Venne il maggio 1917 e Martini sentiva che quei diavoli stavano con il moccolo in mano per accendere la miccia: non respirava quasi più e non la abbandonava neanche un minuto. Il 22 mattina, il telegeofono che captava ogni minimo rumore sotto terra sembrò annunciare un ultimatum: "Heute nochts gehet's los!". Dalle posizioni avanzate erano già stati ritirati quasi tutti gli uomini e quella sera si tolsero anche le guardie, per quanto alcune nostre trincee fossero ritenute fuori perìcolo.
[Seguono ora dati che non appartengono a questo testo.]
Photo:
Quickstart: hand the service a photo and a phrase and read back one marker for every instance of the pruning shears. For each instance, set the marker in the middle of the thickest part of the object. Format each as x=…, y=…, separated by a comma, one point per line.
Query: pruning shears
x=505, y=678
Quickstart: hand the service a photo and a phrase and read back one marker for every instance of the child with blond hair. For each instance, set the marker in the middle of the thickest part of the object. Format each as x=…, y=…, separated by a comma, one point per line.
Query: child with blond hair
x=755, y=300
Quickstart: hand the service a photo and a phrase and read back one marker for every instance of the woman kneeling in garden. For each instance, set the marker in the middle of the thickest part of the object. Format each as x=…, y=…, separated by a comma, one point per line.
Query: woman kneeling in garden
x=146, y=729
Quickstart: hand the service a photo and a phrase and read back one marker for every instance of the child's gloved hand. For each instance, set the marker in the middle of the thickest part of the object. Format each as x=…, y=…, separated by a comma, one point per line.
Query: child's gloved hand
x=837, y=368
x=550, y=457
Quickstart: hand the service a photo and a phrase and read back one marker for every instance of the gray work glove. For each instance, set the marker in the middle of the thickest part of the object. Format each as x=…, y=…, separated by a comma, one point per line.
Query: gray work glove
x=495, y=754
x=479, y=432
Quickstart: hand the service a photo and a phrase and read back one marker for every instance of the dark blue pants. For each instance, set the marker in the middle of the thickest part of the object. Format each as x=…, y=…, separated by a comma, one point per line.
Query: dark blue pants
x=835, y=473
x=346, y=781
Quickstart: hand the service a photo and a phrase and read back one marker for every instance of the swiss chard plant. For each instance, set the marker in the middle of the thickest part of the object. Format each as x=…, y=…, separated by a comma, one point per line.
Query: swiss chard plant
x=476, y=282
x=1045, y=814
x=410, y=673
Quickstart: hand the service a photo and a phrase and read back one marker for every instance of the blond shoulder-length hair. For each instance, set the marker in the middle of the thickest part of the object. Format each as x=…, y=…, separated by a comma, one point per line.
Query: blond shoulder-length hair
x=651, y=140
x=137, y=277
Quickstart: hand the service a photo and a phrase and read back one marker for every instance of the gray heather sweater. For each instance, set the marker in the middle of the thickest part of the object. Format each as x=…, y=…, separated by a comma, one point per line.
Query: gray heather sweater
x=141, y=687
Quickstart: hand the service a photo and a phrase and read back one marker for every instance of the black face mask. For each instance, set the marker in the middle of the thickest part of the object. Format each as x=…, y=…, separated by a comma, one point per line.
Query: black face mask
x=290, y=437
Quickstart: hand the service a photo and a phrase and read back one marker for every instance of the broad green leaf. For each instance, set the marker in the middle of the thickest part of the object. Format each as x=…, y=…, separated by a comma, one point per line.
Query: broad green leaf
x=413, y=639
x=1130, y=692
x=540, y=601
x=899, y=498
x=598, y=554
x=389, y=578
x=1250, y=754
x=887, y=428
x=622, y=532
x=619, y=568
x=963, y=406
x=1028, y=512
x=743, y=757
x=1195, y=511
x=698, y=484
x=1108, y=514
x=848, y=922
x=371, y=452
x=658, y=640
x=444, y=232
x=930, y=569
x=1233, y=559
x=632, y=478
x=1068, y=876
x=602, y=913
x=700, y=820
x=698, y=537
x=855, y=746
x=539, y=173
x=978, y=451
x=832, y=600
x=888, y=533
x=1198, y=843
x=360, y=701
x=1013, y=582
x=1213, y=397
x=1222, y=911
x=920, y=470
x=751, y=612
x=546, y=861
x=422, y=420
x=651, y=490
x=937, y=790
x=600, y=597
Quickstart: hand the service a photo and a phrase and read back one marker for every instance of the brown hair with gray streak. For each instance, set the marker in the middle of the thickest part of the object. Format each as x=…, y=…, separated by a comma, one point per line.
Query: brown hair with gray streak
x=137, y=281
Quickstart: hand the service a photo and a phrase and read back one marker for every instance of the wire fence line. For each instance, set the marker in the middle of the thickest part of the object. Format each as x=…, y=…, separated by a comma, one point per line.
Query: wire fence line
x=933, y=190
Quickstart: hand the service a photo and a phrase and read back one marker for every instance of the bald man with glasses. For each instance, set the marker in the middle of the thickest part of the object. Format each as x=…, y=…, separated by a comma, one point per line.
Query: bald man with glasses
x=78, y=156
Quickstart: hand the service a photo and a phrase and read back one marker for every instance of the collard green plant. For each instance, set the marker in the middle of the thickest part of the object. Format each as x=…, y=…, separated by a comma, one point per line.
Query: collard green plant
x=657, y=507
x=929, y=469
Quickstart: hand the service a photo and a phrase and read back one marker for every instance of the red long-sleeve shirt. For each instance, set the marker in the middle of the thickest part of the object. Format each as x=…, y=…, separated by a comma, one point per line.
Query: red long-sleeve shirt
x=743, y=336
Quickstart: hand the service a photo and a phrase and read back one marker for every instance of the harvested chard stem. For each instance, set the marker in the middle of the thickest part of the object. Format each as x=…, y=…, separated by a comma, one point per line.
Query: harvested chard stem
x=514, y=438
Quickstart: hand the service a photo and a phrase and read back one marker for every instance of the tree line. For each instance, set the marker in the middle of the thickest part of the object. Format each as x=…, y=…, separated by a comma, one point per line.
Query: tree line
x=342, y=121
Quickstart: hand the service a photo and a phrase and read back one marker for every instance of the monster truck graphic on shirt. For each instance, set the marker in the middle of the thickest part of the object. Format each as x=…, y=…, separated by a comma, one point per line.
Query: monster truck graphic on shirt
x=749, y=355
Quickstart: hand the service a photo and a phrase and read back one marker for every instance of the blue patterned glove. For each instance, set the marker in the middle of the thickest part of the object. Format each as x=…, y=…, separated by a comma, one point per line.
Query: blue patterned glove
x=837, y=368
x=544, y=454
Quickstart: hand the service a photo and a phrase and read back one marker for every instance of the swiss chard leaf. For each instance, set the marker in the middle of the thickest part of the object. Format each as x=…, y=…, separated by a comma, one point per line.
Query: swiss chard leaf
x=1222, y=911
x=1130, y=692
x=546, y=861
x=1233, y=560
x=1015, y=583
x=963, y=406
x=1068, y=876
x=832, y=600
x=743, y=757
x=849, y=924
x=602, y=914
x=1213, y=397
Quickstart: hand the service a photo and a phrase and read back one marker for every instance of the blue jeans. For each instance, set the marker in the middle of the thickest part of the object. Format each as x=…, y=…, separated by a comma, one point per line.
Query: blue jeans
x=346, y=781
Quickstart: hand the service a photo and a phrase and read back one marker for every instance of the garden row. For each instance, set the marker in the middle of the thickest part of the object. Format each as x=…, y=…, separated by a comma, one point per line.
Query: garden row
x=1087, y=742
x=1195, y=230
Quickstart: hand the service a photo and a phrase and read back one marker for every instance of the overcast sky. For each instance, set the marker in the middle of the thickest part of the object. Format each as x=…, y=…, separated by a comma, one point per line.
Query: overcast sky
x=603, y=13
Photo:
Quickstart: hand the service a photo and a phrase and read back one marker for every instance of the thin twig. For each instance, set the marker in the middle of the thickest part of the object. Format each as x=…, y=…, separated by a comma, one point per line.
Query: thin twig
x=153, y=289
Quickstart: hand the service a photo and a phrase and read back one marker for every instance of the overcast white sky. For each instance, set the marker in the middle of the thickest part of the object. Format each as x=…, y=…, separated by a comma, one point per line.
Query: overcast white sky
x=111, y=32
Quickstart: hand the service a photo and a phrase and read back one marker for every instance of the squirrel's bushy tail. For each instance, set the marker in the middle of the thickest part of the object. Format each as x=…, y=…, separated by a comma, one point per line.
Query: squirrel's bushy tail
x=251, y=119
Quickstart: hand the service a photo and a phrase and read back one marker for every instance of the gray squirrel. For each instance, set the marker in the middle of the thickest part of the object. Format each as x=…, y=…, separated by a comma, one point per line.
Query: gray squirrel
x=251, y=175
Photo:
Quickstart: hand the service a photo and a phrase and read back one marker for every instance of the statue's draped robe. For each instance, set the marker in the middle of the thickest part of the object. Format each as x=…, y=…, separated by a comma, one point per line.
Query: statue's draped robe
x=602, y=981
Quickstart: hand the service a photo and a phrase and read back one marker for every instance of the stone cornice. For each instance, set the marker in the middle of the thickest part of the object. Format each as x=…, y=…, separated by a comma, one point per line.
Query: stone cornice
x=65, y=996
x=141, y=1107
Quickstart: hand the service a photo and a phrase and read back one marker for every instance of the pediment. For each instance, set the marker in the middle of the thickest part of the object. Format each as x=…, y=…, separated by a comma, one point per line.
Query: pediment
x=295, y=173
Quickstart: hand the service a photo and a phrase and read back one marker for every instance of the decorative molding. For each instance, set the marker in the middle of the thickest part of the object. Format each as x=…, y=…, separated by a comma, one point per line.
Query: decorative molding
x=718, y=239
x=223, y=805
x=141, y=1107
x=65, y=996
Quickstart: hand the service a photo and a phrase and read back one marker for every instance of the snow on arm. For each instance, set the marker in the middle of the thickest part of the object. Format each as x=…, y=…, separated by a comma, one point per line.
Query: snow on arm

Appena fu notte, la fanfara fu fatta uscire all'imbocco della gallerìa dove il rimbombo doveva essere più forte ... e la Cengia saltò! Sul serio questa volta! La fanfara si mise a suonare la Marcia degli Alpini (il famoso "33"), destando tutti gli echi di Val Costeana e di Valparola, sovrastando il fracasso della frana, il cui rovinìo durò diversi giorni. Chissà come rimasero gli austrìaci, sicuri d'aver fatto strage di alpini e pronti a completare l'effetto della mina con un attacco. Fatto sta che capirono l'antifona e se ne stettero cheti. Gli alpini invece soffiarono tanto nelle trombe che, poveretti, si ritrovarono gola e polmoni a pezzi. Il mattino seguente, alle prime luci dell'alba, vedemmo il tenente colonnello Martini affacciato alla sua ex Cengia, al limite non franato del sentiero. I sassi continuavano a precipitare rumorosamente giù per la china, ma egli, senza dar retta ai suoi ufficiali che lo sconsigliavano, andò avanti col cuore in tumulto: venne fotografato così, mentre attraversava imperterrito, e fortunatamente incolume, l'impressionante ruina. Tornò indietro disperato. La trovata della fanfara era andata bene, è vero, ma la Cengia Martini (o per lo meno la sua parte più avanzata) non c'era proprio più. Trincee, camminamenti, postazioni di mitragliatrici, anche quelle ritenute più sicure, erano finite infondovalle. "Sic transit gloria mundi" fu sentito biascicare da don Traunero, nostro cappellano militare, che se ne rallegrò credendo si trattasse di orazioni.